What to do if a 'rotten renter' moves in next to you

It's a nationwide phenomenon that's playing out on YouTube: Neighbors are fighting around the clock.

In one video, police respond to complaints of a noisy neighbor revving his motorcycle and electric saw at 5:30 a.m. In another video, a woman threatens a neighbor who had asked her to turn down some loud music.

Almost all cities have regulations against noise. So what should you do if you've got a noisy neighbor? You might consider what one woman, whom we'll call "Jane," did about the loud and obnoxious renters living behind her. It wasn't easy, but it worked.

"People would be out on the balcony drinking, smoking, music on. Every type of party noise you can imagine. They'd have sporting events on television where they'd be yelling and carrying on. I would dread every weekend," Jane says. 

Jane's first step in solving the problem was asking her neighbors to be more considerate.

"And they would respond politely. ‘Hey, you know, Oh sorry. We'll keep it down.' And then it started to get nasty.
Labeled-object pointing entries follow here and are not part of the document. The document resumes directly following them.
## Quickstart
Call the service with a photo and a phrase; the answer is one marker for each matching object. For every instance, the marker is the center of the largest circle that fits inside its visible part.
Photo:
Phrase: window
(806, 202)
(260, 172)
And they would tell me to shut up or just, you know, mind my own business," explains Jane.

When the renters' building manager refused to get involved, her next step was to write a note pleading with the renters to be quiet.
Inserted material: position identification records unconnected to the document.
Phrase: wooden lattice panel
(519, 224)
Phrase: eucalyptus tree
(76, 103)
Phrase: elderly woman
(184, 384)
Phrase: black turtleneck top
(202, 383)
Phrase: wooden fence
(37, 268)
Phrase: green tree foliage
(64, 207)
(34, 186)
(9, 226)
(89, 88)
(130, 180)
Unfortunately, Jane says, "The note had no affect. It continued to the point of being belligerent and that's when I started to become afraid of some kind of retaliation and really knew that I needed to get this stepped up to another level."

So Jane began calling the police, but the loud partying would continue after officers left the scene. Her next move was to write a cease and desist letter with the help of a paralegal. The letter promised legal action against the owner of the building, and several of Jane's neighbors also signed the letter.
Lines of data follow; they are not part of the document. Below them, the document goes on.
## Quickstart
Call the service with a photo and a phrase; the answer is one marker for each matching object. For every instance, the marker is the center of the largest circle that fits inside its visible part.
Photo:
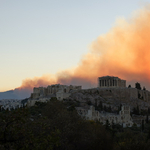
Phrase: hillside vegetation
(56, 125)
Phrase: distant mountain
(16, 94)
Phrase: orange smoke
(124, 52)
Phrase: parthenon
(110, 81)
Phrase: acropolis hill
(110, 90)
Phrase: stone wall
(60, 91)
(123, 118)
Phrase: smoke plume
(124, 52)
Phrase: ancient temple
(110, 81)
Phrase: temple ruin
(111, 82)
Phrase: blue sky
(46, 36)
"I think they got the idea that it wasn't just one person that had a problem, that it was affecting more people and there was a seriousness to it and that's what shut down the noise," Jane says. 

Attorney Scott Fisher has been involved in many lawsuits between neighbors. He says Jane took all the right steps.

"See if your neighbor is responsive to your reasonable requests to tone the noise down. If not, then you have to get third parties involved," Fisher explains. 

Fisher suggests writing a formal cease and desist letter and documenting the date, time and duration of a neighbor's disturbance. He says this record can be very important if you need to take legal action.